IEEE Trans Cybern. 2019 Dec;49(12):4460-4472. doi: 10.1109/TCYB.2018.2869861. Epub 2018 Sep 28.
Batch-mode active learning algorithms can select a batch of valuable unlabeled samples to manually annotate for reducing the total cost of labeling every unlabeled sample. To facilitate selection of valuable unlabeled samples, many batch-mode active learning algorithms map samples to the reproducing kernel Hilbert space induced by a radial-basis function (RBF) kernel. Setting a proper value to the parameter for the RBF kernel is crucial for such batch-mode active learning algorithms. In this paper, for automatic tuning of the kernel parameter, a hypothesis-margin-based criterion function is proposed. Three frameworks are also developed to incorporate the function of automatic tuning of the kernel parameter with existing batch-model active learning algorithms. In the proposed frameworks, the kernel parameter can be tuned in a single stage or in multiple stages. Tuning the kernel parameter in a single stage aims for the kernel parameter to be suitable for selecting the specified number of unlabeled samples. When the kernel parameter is tuned in multiple stages, the incorporated active learning algorithm can be enforced to make coarse-to-fine evaluations of the importance of unlabeled samples. The proposed framework can also improve the scalability of existing batch-mode active learning algorithms satisfying a decomposition property. Experimental results on data sets comprising hundreds to hundreds of thousands of samples have shown the feasibility of the proposed framework.

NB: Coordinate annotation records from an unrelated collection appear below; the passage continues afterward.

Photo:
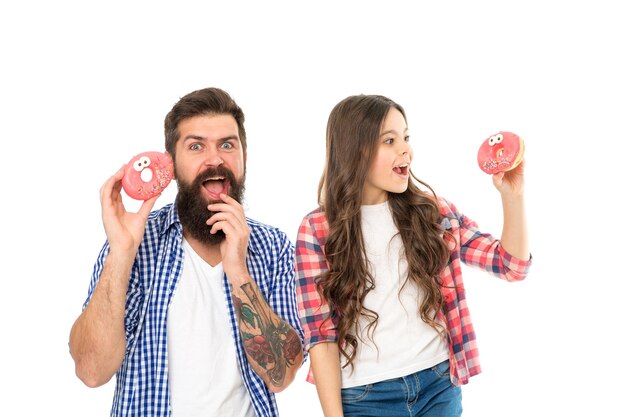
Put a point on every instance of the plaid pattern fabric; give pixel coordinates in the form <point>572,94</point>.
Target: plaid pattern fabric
<point>474,248</point>
<point>142,380</point>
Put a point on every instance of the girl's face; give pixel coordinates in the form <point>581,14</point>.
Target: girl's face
<point>389,171</point>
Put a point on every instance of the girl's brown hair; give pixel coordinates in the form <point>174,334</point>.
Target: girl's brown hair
<point>352,138</point>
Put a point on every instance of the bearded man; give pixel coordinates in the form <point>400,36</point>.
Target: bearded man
<point>192,306</point>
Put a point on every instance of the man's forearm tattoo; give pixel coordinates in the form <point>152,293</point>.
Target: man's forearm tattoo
<point>273,344</point>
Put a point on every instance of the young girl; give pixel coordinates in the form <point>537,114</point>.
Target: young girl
<point>380,291</point>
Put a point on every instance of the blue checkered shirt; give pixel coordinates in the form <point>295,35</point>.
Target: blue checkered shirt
<point>142,380</point>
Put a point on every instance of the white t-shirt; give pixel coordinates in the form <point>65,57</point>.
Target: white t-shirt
<point>402,342</point>
<point>204,376</point>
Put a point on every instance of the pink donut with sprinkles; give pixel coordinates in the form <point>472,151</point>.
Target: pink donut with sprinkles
<point>147,174</point>
<point>502,151</point>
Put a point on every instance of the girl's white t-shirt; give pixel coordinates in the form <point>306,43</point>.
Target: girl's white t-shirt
<point>402,343</point>
<point>204,376</point>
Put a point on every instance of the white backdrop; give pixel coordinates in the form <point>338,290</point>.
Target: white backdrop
<point>86,85</point>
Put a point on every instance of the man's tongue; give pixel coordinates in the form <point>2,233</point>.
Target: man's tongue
<point>215,188</point>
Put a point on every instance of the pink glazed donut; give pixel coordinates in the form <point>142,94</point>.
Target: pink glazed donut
<point>502,151</point>
<point>147,174</point>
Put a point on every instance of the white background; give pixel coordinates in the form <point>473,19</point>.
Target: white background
<point>86,85</point>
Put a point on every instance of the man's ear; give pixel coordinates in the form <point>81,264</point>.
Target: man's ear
<point>173,163</point>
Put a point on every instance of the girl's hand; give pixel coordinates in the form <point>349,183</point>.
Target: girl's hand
<point>510,183</point>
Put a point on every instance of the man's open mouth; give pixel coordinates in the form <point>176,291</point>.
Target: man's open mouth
<point>215,186</point>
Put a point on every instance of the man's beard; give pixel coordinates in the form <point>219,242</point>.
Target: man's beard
<point>192,207</point>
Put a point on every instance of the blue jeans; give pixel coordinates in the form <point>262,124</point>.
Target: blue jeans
<point>425,393</point>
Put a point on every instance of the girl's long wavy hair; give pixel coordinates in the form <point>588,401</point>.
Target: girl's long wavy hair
<point>352,138</point>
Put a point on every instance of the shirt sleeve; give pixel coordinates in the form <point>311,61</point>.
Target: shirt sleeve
<point>483,251</point>
<point>283,300</point>
<point>133,294</point>
<point>310,265</point>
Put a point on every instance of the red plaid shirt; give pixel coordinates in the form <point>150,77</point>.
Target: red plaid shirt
<point>476,249</point>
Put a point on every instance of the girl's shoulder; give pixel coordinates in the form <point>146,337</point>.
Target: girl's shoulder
<point>447,208</point>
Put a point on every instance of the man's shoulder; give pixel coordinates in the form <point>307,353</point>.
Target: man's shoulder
<point>161,219</point>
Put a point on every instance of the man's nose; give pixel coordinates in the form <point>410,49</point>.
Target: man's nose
<point>213,158</point>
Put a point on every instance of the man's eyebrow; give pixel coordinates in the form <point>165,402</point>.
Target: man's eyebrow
<point>198,137</point>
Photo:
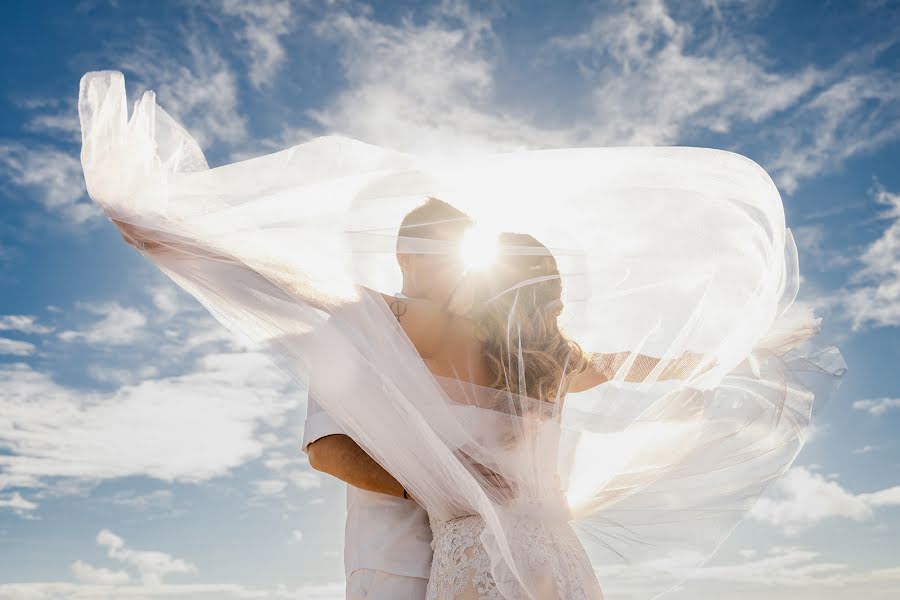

批处理式主动学习算法可以选择一批有价值的未标记样本进行手动标注,以减少对每个未标记样本的标注总成本。为了方便选择有价值的未标记样本,许多批处理式主动学习算法将样本映射到由径向基函数 (RBF) 核诱导的再生核希尔伯特空间。为这种批处理式主动学习算法设置 RBF 核的参数的适当值是至关重要的。在本文中,为了自动调整核参数,提出了一种基于假设边界的准则函数。还开发了三个框架,将自动调整核参数的功能与现有的批模型主动学习算法相结合。在所提出的框架中,核参数可以在单个阶段或多个阶段进行调整。在单个阶段调整核参数的目的是使核参数适合选择指定数量的未标记样本。当在多个阶段调整核参数时,所合并的主动学习算法可以强制对未标记样本的重要性进行由粗到细的评估。所提出的框架还可以提高满足分解特性的现有批处理式主动学习算法的可扩展性。在包含数百到数十万样本的数据集中的实验结果表明了所提出的框架的可行性。